Recent data from both experimental and clinical studies have supported the use of intravenous magnesium as a potential therapy in the setting of cerebral ischemia. This study assessed whether intraoperative magnesium therapy improves neuropsychometric testing (NPT) following carotid endarterectomy (CEA).

Methods

One hundred eight patients undergoing CEA were randomly assigned to receive placebo infusion or 1 of 3 magnesium-dosing protocols. Neuropsychometric testing was performed 1 day after surgery and compared with baseline performance.
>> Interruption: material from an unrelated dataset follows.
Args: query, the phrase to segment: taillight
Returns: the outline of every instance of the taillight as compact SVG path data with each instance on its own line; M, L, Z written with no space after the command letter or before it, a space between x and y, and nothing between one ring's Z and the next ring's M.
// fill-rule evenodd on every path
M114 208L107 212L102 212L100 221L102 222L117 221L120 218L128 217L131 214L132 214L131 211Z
Assessment was also performed on a set of 35 patients concurrently undergoing lumbar laminectomy to serve as a control group for NPT. A forward stepwise logistic regression analysis was performed to evaluate the impact of magnesium therapy on NPT. A subgroup analysis was then performed, analyzing the impact of each intraoperative dose on NPT.

Results

Patients treated with intravenous magnesium infusion demonstrated less postoperative neurocognitive impairment than those treated with placebo (OR 0.27, 95% CI 0.10–0.74, p = 0.01). When stratified according to dosing bolus and intraoperative magnesium level, those who were treated with low-dose magnesium had less cognitive decline than those treated with placebo (OR 0.09, 95% CI 0.02–0.50, p < 0.01). Those in the high-dose magnesium group demonstrated no difference from the placebo-treated group.

Conclusions

Low-dose intraoperative magnesium therapy protects against neurocognitive decline following CEA.